Residential neighbourhood’s zoning requirements are upheld by the Superior Court of Justice
August 28, 2008
McCarthy Tétrault represented the Neighbourhoods of Windfields (“Neighbourhoods”) Limited Partnership in its Application in the Superior Court of Justice against 43 homeowners in the Neighbourhoods of Windfields Farm subdivision (“Windfields”). The Neighbourhoods and the City of Oshawa (“City”) alleged that these homeowners, who control a total of 33 Windfields properties, were violating City zoning by-law 60-94, which permits only single detached dwellings in the R1 Windfields zone. Specifically, the Neighbourhoods and the City claimed the landlords were renting their houses to four to nine students, and others, on short-term leases, thereby creating land-use conflict in the Neighbourhoods. Accordingly, they sought an order that these landlords cease and desist their operations.

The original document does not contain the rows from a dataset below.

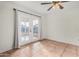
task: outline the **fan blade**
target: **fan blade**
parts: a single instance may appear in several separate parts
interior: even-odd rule
[[[63,8],[64,8],[62,5],[60,5],[60,4],[58,4],[58,5],[59,5],[59,8],[60,8],[60,9],[63,9]]]
[[[51,6],[49,9],[48,9],[48,11],[52,8],[53,6]]]
[[[45,4],[51,4],[51,2],[49,2],[49,3],[41,3],[41,5],[45,5]]]
[[[69,2],[69,1],[60,1],[61,3]]]

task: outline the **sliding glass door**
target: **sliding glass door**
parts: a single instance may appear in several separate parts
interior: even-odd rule
[[[19,47],[40,39],[40,17],[17,11]]]

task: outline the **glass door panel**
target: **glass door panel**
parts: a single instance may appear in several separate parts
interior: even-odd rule
[[[26,42],[30,39],[30,34],[29,34],[29,30],[30,30],[30,22],[29,21],[22,21],[21,22],[21,38],[20,38],[20,42],[21,44],[26,44]]]
[[[38,39],[39,37],[39,20],[33,20],[33,39]]]

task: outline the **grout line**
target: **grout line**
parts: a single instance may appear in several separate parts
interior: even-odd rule
[[[64,48],[62,54],[60,55],[60,57],[63,57],[64,52],[66,51],[66,48],[68,47],[68,44],[66,45],[66,47]]]
[[[76,56],[78,57],[78,47],[76,47]]]

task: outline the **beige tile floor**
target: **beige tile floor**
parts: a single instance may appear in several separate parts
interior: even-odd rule
[[[11,57],[78,57],[79,47],[50,40],[42,40],[8,54]]]

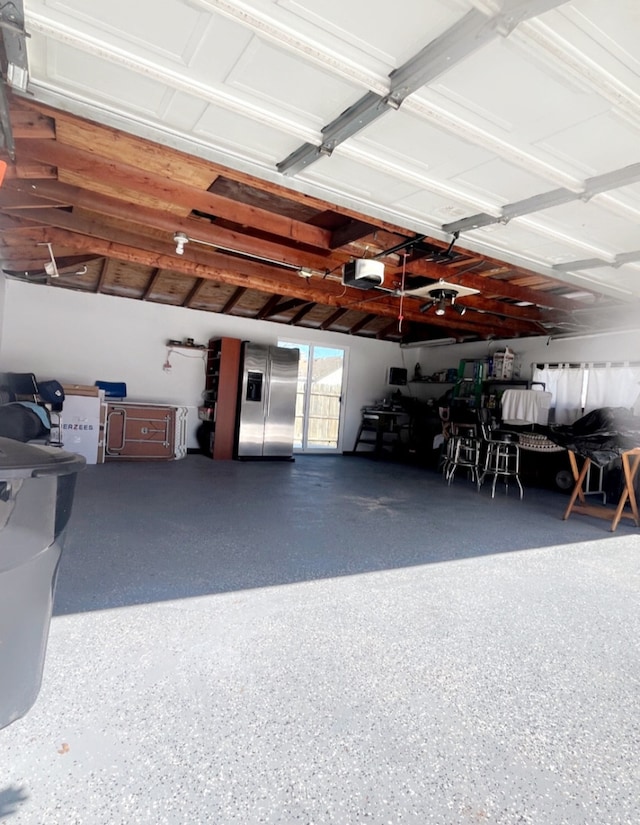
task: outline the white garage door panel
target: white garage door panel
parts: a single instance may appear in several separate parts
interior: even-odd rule
[[[398,211],[407,215],[413,215],[418,220],[433,227],[439,227],[443,223],[456,221],[464,218],[474,211],[472,206],[461,200],[431,192],[421,188],[405,198],[397,200],[392,204]]]
[[[372,147],[408,168],[449,178],[493,159],[491,152],[400,110],[381,117],[353,142],[366,151]]]
[[[501,159],[482,163],[461,175],[455,175],[451,180],[502,205],[530,198],[552,188],[545,178],[531,175]]]
[[[402,0],[397,6],[372,8],[370,0],[279,0],[300,21],[313,25],[314,39],[384,74],[401,66],[453,25],[469,2]],[[324,37],[322,35],[325,35]],[[355,52],[355,54],[354,54]]]
[[[28,0],[32,16],[51,14],[57,22],[106,42],[143,47],[149,54],[187,65],[210,15],[180,0]],[[27,25],[28,28],[28,25]]]
[[[596,95],[536,61],[517,42],[496,40],[432,84],[473,122],[533,142],[608,108]]]
[[[337,151],[330,158],[322,158],[314,163],[299,177],[323,186],[329,185],[366,202],[370,202],[372,198],[382,198],[384,203],[392,203],[417,188],[415,182],[399,181],[384,171],[358,163]]]
[[[81,99],[99,98],[120,111],[135,108],[146,115],[161,117],[164,105],[171,99],[163,83],[91,54],[82,54],[83,68],[79,75],[79,59],[77,49],[49,42],[47,78]]]
[[[256,129],[251,117],[214,105],[206,107],[194,125],[193,133],[206,138],[216,148],[270,165],[288,155],[300,143],[296,135],[287,135],[267,125]]]
[[[226,83],[233,93],[250,94],[318,130],[361,94],[357,86],[258,38],[244,50]]]
[[[640,247],[638,224],[600,208],[594,201],[566,203],[545,209],[537,217],[541,225],[549,226],[552,231],[571,232],[585,241],[608,249],[612,255],[615,255],[616,249],[631,252]],[[579,230],[579,236],[576,229]]]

On April 27, 2008, Justice P.H. Howden granted the relief sought, finding that 28 of the 30 properties remaining in the Application (landlords representing three of the properties had settled prior to the hearing by reselling their houses to the Neighbourhoods) were indeed in violation of the by-law, and ordering their owners to conform to R1 zoning requirements. Key to Justice Howden’s decision was his interpretation of the term “single housekeeping establishment,” the central feature of a single detached dwelling, as defined in the by-law. He found that a “single housekeeping establishment” in this context generally means a typical single-family arrangement or similar basic social unit, and is fundamentally inconsistent with an arrangement where individuals are bound together only by the need for economical short-term accommodation. That the houses in question were advertised by the landlords as “student housing” had been modified to accommodate additional tenants (without building permits or with building permits containing false declarations of purpose), and in some cases were insured as commercial properties, further confirmed their use as lodging houses rather than as single detached dwellings.
The decision was affirmed on appeal on April 2, 2009.